Originally posted by: Craig234
What makes you and Scalia 'insensitive assholes' is the lack of morality - the satisfaction with the small-minded interpretations and lack of regard for moral issues.
I'm not advocating that Justices say 'gee, I'd like this moral outcome, so I'll ignore the law'. That's the straw men people like you use to defend your support of evil.
There have been decisions that require the Justices to have a better moral understanding and that is a legitimate part of their job - within the constitution, but how it's interpreted.
For example, does the constitution allow for 'separate but equal' to be put into law by the states? There's nowhere black and white (no pun intended) in the cosntitution banning it.

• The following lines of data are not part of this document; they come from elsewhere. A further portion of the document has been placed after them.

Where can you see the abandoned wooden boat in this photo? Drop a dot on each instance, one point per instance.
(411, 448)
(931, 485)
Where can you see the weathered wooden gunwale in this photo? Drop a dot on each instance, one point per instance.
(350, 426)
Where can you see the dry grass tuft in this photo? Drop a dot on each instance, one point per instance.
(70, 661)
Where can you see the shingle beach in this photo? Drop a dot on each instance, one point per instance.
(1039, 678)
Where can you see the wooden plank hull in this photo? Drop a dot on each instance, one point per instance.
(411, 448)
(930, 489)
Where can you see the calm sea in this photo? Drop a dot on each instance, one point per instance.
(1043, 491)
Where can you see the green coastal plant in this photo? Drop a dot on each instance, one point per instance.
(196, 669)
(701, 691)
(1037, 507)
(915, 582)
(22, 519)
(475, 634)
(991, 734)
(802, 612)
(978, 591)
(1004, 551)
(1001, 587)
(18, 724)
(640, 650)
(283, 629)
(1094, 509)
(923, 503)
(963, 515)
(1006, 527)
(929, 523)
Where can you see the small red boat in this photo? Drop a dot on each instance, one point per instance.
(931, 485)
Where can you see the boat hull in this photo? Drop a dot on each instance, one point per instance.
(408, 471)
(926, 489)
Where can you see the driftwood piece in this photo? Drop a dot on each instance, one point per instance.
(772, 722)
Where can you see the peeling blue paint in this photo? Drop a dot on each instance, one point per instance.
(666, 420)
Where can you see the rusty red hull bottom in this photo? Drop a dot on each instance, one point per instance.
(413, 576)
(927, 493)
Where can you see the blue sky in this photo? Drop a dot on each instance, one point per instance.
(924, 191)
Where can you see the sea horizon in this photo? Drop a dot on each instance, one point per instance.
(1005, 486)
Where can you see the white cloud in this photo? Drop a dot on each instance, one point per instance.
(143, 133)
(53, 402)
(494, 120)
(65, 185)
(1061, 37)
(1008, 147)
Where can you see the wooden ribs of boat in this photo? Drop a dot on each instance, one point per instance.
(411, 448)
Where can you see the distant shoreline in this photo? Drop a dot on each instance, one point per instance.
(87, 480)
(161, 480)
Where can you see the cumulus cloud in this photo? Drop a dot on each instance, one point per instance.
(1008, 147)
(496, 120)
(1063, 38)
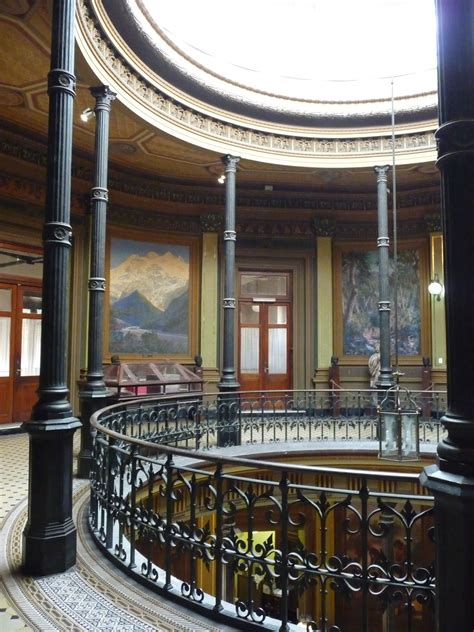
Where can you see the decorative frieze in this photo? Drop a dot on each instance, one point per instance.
(433, 223)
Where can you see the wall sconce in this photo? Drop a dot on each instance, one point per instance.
(87, 115)
(435, 288)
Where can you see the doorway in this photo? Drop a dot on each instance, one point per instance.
(265, 330)
(20, 349)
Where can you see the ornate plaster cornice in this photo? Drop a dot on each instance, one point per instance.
(172, 111)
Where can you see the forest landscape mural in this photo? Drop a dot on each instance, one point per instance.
(148, 297)
(360, 295)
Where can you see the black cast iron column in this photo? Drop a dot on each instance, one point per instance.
(228, 380)
(385, 379)
(49, 539)
(93, 393)
(452, 479)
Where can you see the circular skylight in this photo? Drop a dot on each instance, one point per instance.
(305, 50)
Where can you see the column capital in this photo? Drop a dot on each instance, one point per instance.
(230, 163)
(433, 223)
(324, 226)
(211, 223)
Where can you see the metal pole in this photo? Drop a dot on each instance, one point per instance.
(228, 380)
(49, 539)
(385, 379)
(93, 393)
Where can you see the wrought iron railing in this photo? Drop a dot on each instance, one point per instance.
(264, 544)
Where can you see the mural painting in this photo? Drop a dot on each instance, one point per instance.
(360, 295)
(148, 297)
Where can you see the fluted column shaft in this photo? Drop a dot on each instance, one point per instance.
(385, 379)
(49, 544)
(452, 479)
(228, 380)
(93, 392)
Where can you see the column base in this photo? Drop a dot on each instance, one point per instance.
(228, 432)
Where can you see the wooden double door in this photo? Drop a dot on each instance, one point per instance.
(20, 348)
(265, 330)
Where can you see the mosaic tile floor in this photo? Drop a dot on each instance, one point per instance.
(93, 595)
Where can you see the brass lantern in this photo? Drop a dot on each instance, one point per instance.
(398, 426)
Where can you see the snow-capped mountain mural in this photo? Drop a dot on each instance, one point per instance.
(149, 298)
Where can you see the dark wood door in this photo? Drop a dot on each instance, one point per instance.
(20, 344)
(265, 343)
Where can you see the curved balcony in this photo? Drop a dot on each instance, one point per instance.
(218, 502)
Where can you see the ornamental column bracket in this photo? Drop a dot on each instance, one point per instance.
(385, 379)
(228, 381)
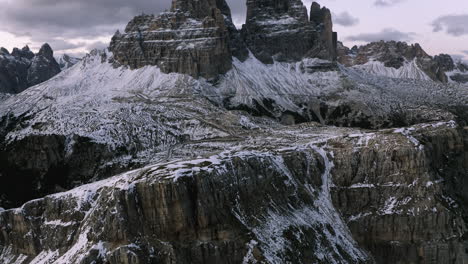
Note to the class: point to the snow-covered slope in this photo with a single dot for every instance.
(65, 61)
(409, 70)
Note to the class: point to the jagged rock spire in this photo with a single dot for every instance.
(276, 8)
(197, 8)
(281, 30)
(193, 39)
(321, 17)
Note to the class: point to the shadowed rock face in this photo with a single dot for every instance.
(398, 55)
(198, 37)
(22, 68)
(403, 199)
(281, 30)
(191, 39)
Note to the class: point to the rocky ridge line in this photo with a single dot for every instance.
(403, 61)
(22, 68)
(199, 38)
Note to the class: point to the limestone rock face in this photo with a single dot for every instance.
(22, 68)
(397, 201)
(322, 19)
(66, 61)
(338, 197)
(43, 66)
(281, 30)
(191, 39)
(400, 60)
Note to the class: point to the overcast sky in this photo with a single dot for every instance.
(77, 26)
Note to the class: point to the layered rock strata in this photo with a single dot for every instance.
(400, 60)
(283, 197)
(199, 38)
(192, 39)
(22, 68)
(282, 31)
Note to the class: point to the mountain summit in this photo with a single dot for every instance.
(189, 141)
(199, 38)
(22, 68)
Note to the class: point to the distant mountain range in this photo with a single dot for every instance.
(22, 69)
(400, 60)
(189, 141)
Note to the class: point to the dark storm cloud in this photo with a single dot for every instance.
(455, 25)
(55, 20)
(386, 34)
(345, 19)
(387, 3)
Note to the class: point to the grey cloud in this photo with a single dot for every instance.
(387, 3)
(455, 25)
(51, 20)
(96, 45)
(386, 34)
(345, 19)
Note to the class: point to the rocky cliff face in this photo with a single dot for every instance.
(301, 194)
(292, 161)
(400, 60)
(66, 61)
(282, 31)
(22, 68)
(200, 39)
(191, 39)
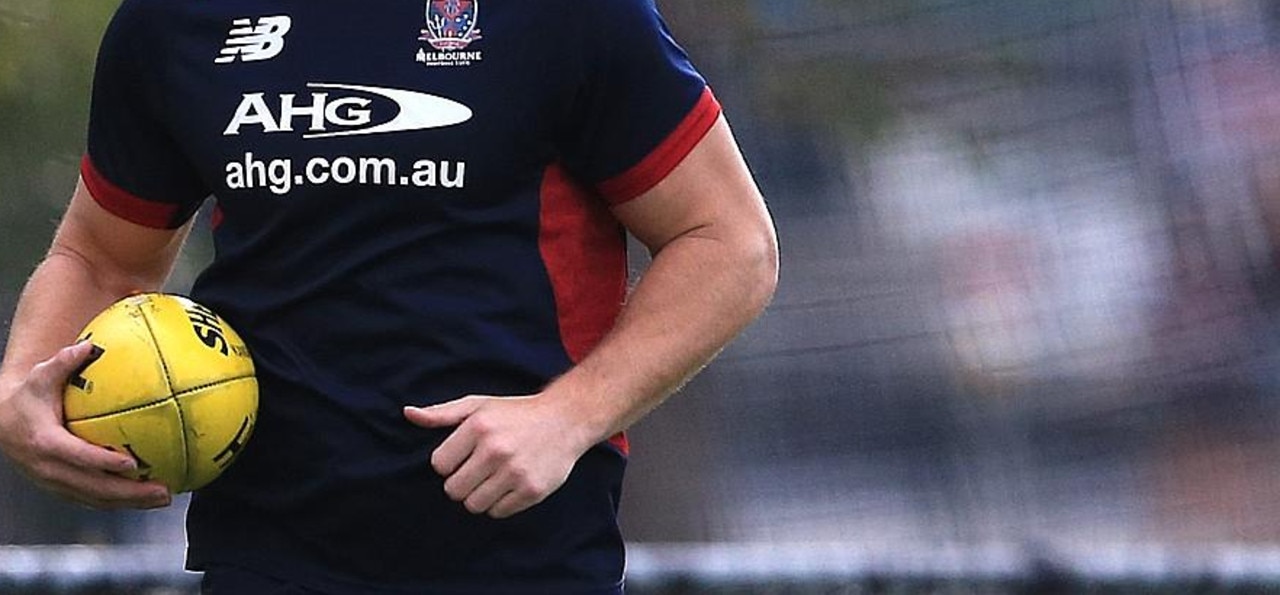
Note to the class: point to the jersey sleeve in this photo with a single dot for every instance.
(133, 166)
(643, 108)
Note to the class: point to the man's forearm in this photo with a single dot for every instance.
(699, 292)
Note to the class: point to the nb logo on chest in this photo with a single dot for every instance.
(252, 42)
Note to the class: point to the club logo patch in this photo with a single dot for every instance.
(451, 27)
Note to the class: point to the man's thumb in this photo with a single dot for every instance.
(443, 415)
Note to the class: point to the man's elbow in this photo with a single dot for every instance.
(759, 257)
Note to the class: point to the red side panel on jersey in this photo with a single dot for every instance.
(663, 159)
(584, 250)
(123, 204)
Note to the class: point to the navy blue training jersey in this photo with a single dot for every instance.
(412, 205)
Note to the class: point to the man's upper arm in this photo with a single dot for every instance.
(118, 252)
(711, 195)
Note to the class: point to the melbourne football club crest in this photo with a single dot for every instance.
(451, 24)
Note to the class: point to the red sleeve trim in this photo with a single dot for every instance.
(123, 204)
(652, 169)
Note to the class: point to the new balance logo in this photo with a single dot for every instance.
(250, 42)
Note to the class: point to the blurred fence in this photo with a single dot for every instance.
(753, 570)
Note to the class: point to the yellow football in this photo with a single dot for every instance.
(172, 384)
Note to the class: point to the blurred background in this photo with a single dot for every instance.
(1025, 337)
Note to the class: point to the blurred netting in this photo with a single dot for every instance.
(1025, 338)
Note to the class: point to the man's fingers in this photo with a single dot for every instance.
(51, 374)
(74, 451)
(108, 490)
(485, 495)
(443, 415)
(453, 451)
(462, 483)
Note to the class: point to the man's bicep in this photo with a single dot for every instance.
(711, 192)
(118, 250)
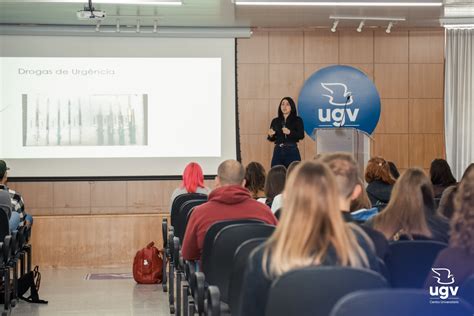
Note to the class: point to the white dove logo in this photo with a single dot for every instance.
(328, 86)
(443, 273)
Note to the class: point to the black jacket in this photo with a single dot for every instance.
(293, 123)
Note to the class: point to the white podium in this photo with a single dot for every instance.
(344, 139)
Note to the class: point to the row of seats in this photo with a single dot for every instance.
(216, 288)
(15, 253)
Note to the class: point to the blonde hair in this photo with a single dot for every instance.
(311, 225)
(405, 213)
(462, 224)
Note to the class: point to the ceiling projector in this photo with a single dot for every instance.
(87, 15)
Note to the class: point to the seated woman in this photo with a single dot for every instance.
(255, 179)
(410, 214)
(311, 232)
(274, 185)
(361, 208)
(441, 176)
(380, 182)
(193, 182)
(459, 256)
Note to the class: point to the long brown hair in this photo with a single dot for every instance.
(462, 224)
(311, 224)
(405, 213)
(378, 169)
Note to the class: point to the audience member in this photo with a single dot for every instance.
(446, 203)
(16, 200)
(393, 170)
(274, 185)
(193, 182)
(459, 256)
(229, 200)
(404, 217)
(6, 205)
(346, 174)
(255, 179)
(311, 232)
(441, 176)
(277, 200)
(380, 182)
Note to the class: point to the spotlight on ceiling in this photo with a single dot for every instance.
(334, 26)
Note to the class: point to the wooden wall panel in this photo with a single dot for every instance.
(426, 81)
(426, 116)
(285, 80)
(253, 50)
(393, 147)
(92, 241)
(38, 196)
(393, 117)
(321, 47)
(252, 81)
(108, 197)
(427, 46)
(145, 196)
(356, 48)
(392, 80)
(286, 47)
(424, 148)
(391, 48)
(253, 116)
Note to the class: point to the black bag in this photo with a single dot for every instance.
(30, 281)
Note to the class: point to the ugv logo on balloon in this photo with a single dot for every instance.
(339, 96)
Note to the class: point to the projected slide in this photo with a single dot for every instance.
(95, 120)
(110, 107)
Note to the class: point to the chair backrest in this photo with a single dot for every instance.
(409, 262)
(239, 264)
(218, 268)
(314, 291)
(182, 215)
(467, 290)
(180, 199)
(212, 232)
(396, 302)
(4, 224)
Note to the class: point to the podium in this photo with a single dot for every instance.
(344, 139)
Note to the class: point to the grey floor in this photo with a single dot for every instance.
(69, 293)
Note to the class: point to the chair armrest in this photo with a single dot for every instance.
(164, 231)
(199, 280)
(213, 301)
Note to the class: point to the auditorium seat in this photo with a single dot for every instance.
(396, 302)
(313, 291)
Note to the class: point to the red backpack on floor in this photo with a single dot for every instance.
(148, 265)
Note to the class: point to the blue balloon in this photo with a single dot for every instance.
(339, 96)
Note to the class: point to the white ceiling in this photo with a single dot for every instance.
(215, 13)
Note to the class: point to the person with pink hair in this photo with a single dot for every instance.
(193, 182)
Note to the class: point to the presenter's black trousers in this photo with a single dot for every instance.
(284, 155)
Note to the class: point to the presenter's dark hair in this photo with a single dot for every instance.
(292, 105)
(441, 174)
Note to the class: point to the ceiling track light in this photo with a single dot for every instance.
(389, 27)
(334, 26)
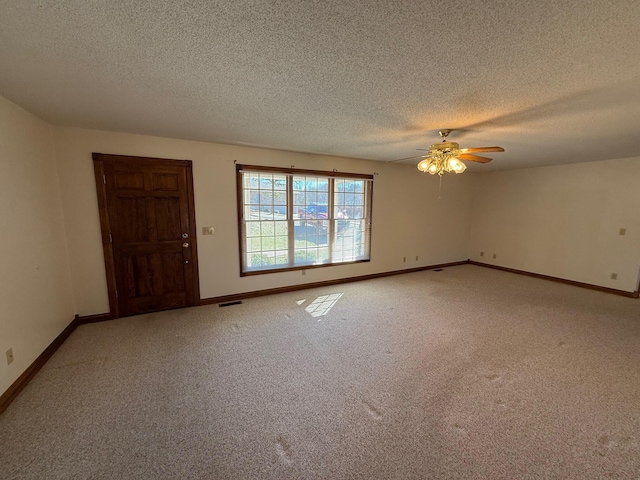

You and Scalia easily could - and the Supreme Court once did - say 'yes', the constitution allows for that, and it remained the law for sixty years. It took an Earl Warren - a 'greater' man who had the stature that he'd been nominated to run for Governor of California by both the Democratic and Republican paries in the same election - to recogjnize the 'moral issue', and to look at the constitution, and to recognize a better interpretation of the same words which said separate but equal was unconstitutional.
People like you try to twist that into 'Justices run amok', because you lack the moral understanding to tell the difference between the important moral aspect in such decisions, and the Justices simply ignoring the constitution and doind whatever they want. And so you cling to your narrow interpretations and take pride in your 'toughness' to be willing to (let others) pay the price for your narrow interpretations.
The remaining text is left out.